At the final session of the seminar the Prime Minister of Malta, Dr. E. Fenech Adami said that criticism was the creative response to creative activity. "For this reason the development and currency of critical language is one criterion of the general level of creativity reached by a society".

"There is no more eloquent a summary of history and a sense of a place than in architecture", the Prime Minister said.

But what should critics look for in the architecture of the Islamic world?

Ismail Serageldin, an Egyptian architect and a senior officer with the World Bank, called for the abstraction of traditional forms from the Islamic architectural tradition and their reinterpretation in a modern context. This, Serageldin said, was "essential element for a positive growth of the contemporary culture of Muslim societies".

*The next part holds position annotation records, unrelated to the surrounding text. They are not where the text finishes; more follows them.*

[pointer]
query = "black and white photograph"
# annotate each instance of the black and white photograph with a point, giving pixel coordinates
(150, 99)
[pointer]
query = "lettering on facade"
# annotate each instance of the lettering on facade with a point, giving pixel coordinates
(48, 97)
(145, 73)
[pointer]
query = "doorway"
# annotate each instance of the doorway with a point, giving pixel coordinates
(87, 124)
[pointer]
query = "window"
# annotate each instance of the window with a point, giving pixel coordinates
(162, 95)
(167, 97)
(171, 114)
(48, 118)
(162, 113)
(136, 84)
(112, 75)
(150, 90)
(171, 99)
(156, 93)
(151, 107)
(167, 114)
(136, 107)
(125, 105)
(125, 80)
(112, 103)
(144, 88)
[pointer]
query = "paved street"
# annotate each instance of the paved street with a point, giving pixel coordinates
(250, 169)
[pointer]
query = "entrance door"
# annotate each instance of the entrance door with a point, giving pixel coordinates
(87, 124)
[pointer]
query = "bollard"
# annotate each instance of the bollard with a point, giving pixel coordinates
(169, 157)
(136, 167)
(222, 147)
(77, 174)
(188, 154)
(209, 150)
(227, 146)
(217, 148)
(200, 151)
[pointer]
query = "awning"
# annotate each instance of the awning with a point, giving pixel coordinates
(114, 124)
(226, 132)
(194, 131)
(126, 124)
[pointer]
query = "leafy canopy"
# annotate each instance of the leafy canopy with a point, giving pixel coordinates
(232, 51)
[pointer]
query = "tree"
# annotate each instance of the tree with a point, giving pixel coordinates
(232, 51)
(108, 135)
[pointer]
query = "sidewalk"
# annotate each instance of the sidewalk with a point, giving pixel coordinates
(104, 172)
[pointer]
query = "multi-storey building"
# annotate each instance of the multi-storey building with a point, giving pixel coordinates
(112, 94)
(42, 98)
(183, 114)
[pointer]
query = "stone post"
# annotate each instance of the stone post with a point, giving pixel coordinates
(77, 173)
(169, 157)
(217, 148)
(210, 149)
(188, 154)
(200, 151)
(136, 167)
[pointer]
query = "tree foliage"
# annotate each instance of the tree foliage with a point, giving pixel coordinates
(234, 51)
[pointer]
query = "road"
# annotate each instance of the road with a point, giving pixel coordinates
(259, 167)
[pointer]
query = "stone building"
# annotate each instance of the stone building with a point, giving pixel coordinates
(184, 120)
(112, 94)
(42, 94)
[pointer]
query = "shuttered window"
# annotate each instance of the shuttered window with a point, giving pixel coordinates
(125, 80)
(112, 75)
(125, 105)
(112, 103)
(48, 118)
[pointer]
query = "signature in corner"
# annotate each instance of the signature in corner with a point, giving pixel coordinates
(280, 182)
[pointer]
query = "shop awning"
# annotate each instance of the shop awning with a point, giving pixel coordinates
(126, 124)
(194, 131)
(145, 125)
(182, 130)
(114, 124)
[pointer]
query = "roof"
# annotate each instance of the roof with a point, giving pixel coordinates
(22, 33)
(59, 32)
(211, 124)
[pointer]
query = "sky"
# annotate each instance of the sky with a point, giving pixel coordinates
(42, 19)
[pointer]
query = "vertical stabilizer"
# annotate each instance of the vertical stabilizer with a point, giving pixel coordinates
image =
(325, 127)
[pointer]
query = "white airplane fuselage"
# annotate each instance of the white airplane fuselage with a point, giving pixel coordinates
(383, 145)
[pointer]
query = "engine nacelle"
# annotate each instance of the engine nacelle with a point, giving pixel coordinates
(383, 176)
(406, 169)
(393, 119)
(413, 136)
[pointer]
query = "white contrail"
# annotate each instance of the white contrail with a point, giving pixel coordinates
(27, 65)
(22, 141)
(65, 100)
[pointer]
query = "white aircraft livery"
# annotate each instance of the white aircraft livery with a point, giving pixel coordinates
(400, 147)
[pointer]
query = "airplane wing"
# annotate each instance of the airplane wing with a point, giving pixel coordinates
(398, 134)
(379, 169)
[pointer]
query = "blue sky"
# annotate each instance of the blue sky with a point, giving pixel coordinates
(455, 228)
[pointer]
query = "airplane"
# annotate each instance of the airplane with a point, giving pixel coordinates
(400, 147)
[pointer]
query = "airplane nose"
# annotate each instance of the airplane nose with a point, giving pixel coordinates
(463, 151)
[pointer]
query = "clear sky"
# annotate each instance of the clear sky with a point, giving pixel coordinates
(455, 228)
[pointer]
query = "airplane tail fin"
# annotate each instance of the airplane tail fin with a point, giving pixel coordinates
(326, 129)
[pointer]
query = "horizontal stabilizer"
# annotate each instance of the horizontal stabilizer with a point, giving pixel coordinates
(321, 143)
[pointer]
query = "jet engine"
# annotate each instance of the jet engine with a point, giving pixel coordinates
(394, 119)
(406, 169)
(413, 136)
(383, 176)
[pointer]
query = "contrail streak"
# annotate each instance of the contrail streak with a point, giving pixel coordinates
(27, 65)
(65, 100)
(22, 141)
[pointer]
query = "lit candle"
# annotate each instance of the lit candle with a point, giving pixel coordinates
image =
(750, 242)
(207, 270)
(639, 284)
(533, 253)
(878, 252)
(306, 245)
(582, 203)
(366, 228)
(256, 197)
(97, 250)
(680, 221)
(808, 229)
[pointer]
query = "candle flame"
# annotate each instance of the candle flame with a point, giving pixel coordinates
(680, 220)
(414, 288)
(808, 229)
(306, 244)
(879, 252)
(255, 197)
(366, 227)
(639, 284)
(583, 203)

Exploring the meaning of tradition, Hasan-Uddin Khan, an architect and member of the steering committee of the Aga Khan Award for Architecture said that there were two major forces at work in the architecture of all countries, but particularly in the developing world--those of universality and particularism. "These polar forces exist in dialectic within which architects have to operate. It appears impossible not to be influenced by international developments and to base designed architecture strictly on a regional tradition...On the other hand, it is dangerous to "invent the future" without reference to the traditions of the past. One has to know where one is coming from to know where one is going to", he said.

Western architectural critics at the seminar pointed to the difficulties of finding space in newspapers and on television for architectural issues. Meanwhile a number of delegates from the developing world pointed to the absence of critical discourse on architectural issues in their countries.